Moving back in with their parents fixed their finances — and shook their sense of adulthood
Natalia Molina
- Adults moving in with parents for financial relief can face unanticipated identity crises.
- Multigenerational living reshapes their views on independence and adulthood.
- Unexpected benefits include deeper family ties, despite initial reluctance.
For many adults, moving in with parents or in-laws was supposed to solve a practical problem. The finances would stabilize. The help would be temporary. Privacy would be the main sacrifice.
What people didn't expect was how much the move would unsettle their sense of adulthood.
Across stories from ten people who lived in multigenerational households as adults — often after marriage, having kids, or hitting a breaking point at work — many said the financial relief mattered, but the harder, longer-lasting adjustment was emotional. The experience reshaped how they thought about independence, pride, and family roles.
Most people didn't want to move in. They felt they had to.
When Lauren Barnhill, a writer living in Midland, Texas, moved in with her parents at 32 shortly after getting married, it wasn't something the newlyweds had wanted.
"We weren't exactly thrilled at first — I mean, who wants to move back in with their parents right after getting married?" she wrote in an essay for Business Insider in 2025. The move allowed her husband to complete a required internship tied to his degree, and the couple framed it as temporary.
Others described similar pressure. Laura Kerr walked away from her career and rebuilt her life from her parents' home at 42 after her health collapsed. Katie Bunton moved her family in with her mother-in-law at 33 to save money after realizing their finances weren't sustainable on their own.
Several people said labeling the move as short-term made it easier to accept, even when circumstances offered no clear timeline for leaving.
Courtesy of Laura Kerr
The hardest parts weren't logistical. They were psychological.

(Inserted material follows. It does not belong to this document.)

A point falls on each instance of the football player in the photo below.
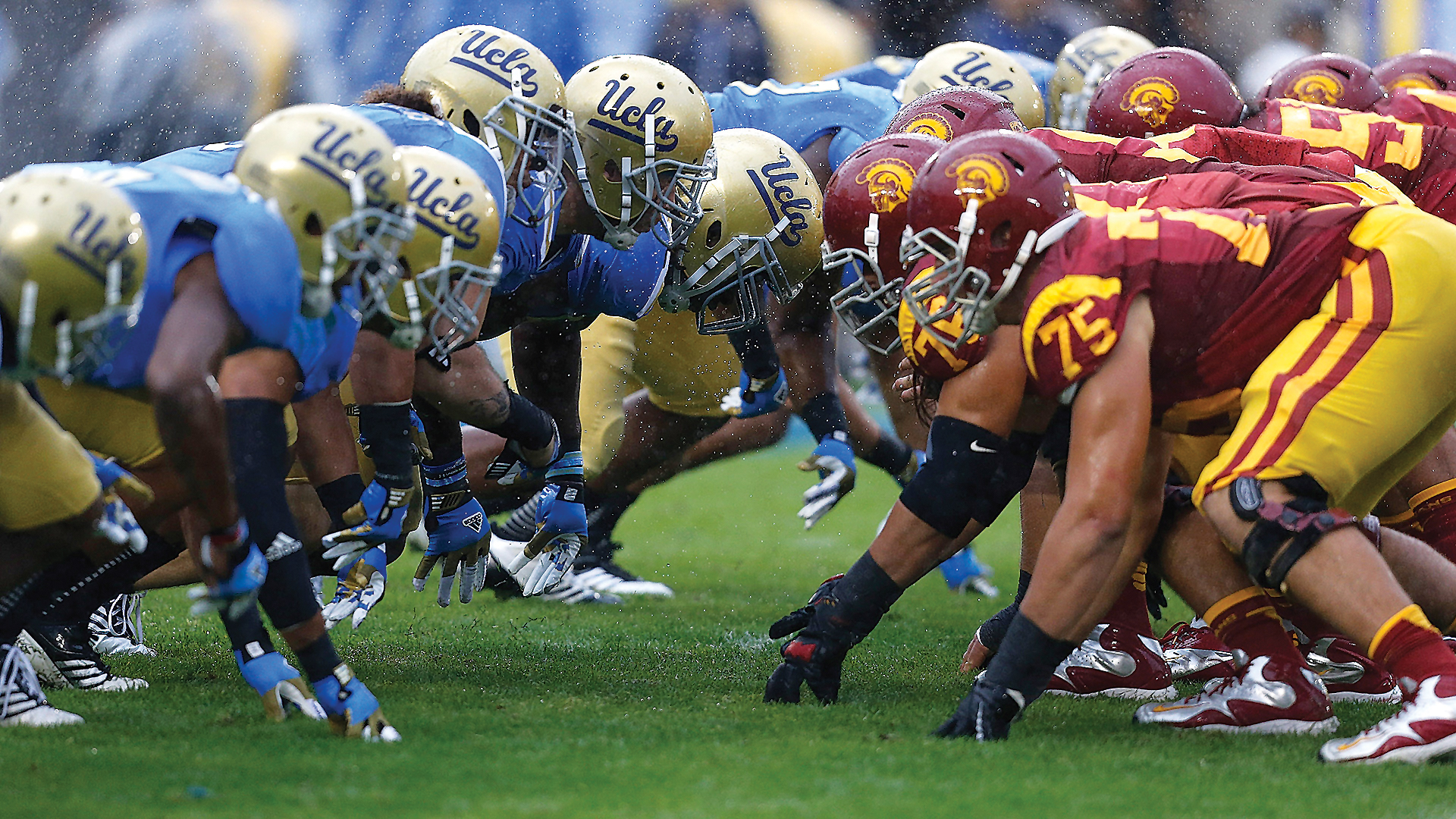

For Natalia Molina, who moved back to her parents' home in Florida at 28 after burnout and debt, the emotional impact hit fast.
"The first two months of living with my parents were isolating, and I honestly felt like a failure," she said. "I felt like I had blown up my life and gone back to square one."
Others described the same tension in different terms. Ces Heradia, who lived in a multigenerational household in her 30s, said living with family stripped away the version of adulthood she thought she was supposed to have.
"I still don't feel like a real adult," she wrote.
What surprised people, for better and worse
Genevieve Dahl didn't expect her mother-in-law moving in to improve her family's daily life. Instead, she said the extra support eased marital strain and made parenting feel manageable again.
"For months, my husband and I were roommates at best," she wrote.
Others found unexpected closeness through routine. Barnhill, who had been uneasy about moving back home, found that ordinary moments with her parents became grounding. "It was refreshing — meditative even — to watch my mom come home from work, set her purse on the kitchen counter, and take off her shoes every day," she wrote.
For Hannah Howard, living with grandparents changed how parenting felt. "It's emotional support. It's feeling like I'm not parenting in a vacuum," she said.
Across their experiences, the move rarely felt like a clean win or failure. Some relationships deepened, others frayed. Several people said that once the money pressure eased, the harder work was sitting with what the move changed about how they saw themselves as adults.